MY REAL NAME IS MERT ORTAC
.…
I AM RAT. I AM PIG. I AM FUCKED BY CHA0
.
The appearance of the photo on DarkMarket in May 2008 sent Mularski hurrying back into the NCFTA communications room. Headquarters would want to know that one of Master Splyntr’s admins had just kidnapped and tortured an informant.
Cha0 was an engineer in Istanbul who sold high-quality ATM skimmers and PIN pads to fraudsters around the world. Covertly affixed to a cash machine, the skimmer would record the magstripe data on every debit or credit card fed into the ATM, while the PIN-pad overlay stored the user’s secret code.
Cha0 cut a jaunty presence in the underground. His Flash-animated banner ad on DarkMarket was a classic, opening with a cartoon man wading through a house full of cash. “Is that you?” the text asks. “Yes. If you bought a skimmer and PIN pad from Cha0.” A similarly styled video tutorial for new customers was narrated by a smiling caricature of Cha0 himself. “Hi, my name is Cha0. I’m a developer of skimming devices. I work
for you twenty-four hours a day and make the best devices for skimming. You’ll be able to make money in this business with me and my group. We make these devices for newbies—it’s that easy to use!” The animated Cha0 goes on to offer practical advice: Don’t install your skimmer in the morning, because passersby are more vigilant at that time. Don’t choose a location where 250 people or more pass a day. Avoid cities with a population less than 15,000—residents know too well what the ATM is supposed to look like and might notice Cha0’s product.
Notwithstanding his whimsical marketing, Cha0 had always made it clear to his friend Master Splyntr that he was a serious criminal, not afraid to get physical to protect his multimillion-dollar business. Now he’d proven it. Mert “Kier” Ortac had been part of Cha0’s organization, the Crime Enforcers, until he went running to a Turkish TV station to blab about Cha0’s activities. After a couple of interviews, he vanished. When he resurfaced a short time later,
he told a harrowing story about being abducted and beaten by Cha0 and his henchmen.
Now Cha0 had confirmed the tale by posting the kidnap photo to DarkMarket as a warning to others.
The image put proof to the FBI’s long-held suspicions that the computer underground was getting violent. With hundreds of millions of dollars pouring into the scene every year, it had seemed inevitable that the carders would take on the brutal methods of traditional organized crime to enlarge or protect their illegal income.

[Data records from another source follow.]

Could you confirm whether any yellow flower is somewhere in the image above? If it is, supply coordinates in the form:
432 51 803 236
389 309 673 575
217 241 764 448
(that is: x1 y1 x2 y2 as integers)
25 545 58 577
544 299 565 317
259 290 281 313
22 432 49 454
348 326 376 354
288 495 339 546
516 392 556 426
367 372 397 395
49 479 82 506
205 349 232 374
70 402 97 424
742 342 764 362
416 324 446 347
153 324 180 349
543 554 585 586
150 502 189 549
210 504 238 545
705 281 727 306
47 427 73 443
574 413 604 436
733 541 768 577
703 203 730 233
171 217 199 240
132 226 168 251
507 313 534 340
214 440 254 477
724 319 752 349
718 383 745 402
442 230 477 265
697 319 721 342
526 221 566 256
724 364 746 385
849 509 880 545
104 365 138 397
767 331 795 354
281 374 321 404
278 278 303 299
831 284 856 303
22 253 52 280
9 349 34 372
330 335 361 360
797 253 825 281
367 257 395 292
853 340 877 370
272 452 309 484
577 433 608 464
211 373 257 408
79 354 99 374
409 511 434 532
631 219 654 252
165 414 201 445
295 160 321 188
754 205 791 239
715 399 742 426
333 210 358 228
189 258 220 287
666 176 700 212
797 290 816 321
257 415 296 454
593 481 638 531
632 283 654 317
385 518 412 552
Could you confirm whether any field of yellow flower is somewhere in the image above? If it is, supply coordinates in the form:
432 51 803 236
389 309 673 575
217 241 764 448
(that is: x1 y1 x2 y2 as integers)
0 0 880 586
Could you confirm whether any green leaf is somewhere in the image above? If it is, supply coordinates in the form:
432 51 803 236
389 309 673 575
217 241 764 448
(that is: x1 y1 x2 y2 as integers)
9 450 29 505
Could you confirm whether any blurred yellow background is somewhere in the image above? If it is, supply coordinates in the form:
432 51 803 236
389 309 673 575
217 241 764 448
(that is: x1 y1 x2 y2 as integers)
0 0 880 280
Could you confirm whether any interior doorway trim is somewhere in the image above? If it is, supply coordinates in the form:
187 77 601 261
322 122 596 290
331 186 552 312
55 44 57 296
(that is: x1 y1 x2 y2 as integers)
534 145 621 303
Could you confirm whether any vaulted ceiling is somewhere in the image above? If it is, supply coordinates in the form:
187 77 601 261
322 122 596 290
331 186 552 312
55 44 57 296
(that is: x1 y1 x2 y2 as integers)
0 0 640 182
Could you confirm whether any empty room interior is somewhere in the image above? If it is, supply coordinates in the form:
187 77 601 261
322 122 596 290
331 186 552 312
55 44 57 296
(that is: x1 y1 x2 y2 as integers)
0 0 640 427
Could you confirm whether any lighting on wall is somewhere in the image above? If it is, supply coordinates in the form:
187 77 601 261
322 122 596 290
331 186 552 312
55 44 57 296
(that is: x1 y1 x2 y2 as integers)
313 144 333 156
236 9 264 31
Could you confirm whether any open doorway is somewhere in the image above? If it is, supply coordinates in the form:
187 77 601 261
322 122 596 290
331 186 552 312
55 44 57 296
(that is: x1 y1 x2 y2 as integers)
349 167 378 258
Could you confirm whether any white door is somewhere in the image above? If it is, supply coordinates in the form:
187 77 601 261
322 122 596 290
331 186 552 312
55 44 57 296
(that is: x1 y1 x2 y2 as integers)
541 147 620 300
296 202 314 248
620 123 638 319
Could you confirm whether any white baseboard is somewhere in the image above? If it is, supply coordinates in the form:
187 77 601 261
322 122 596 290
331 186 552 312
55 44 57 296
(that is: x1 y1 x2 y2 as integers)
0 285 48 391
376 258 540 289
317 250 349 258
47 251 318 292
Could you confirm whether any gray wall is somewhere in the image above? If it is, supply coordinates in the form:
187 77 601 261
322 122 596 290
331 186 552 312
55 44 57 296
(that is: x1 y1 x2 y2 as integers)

With Max safely locked up in an Ohio detention center, DarkMarket had been free to grow, and Mularski was closing in on its heaviest hitters—Cha0 among them. A Turkish cybercrime detective had spent three months at the NCFTA on a fellowship and was working with Mularski to run down the skimmer maker.
Mularski had sent Cha0 two lightweight PCs as a gift the previous year, opening the first door in the investigation. Cha0 had directed the shipment to flunkies in his organization, who were promptly put under surveillance by the Turkish National Police. That led to Cagatay Evyapan,
an electrical engineer with a prior criminal record—details that jibed with the biography Cha0 had shared privately with Mularski.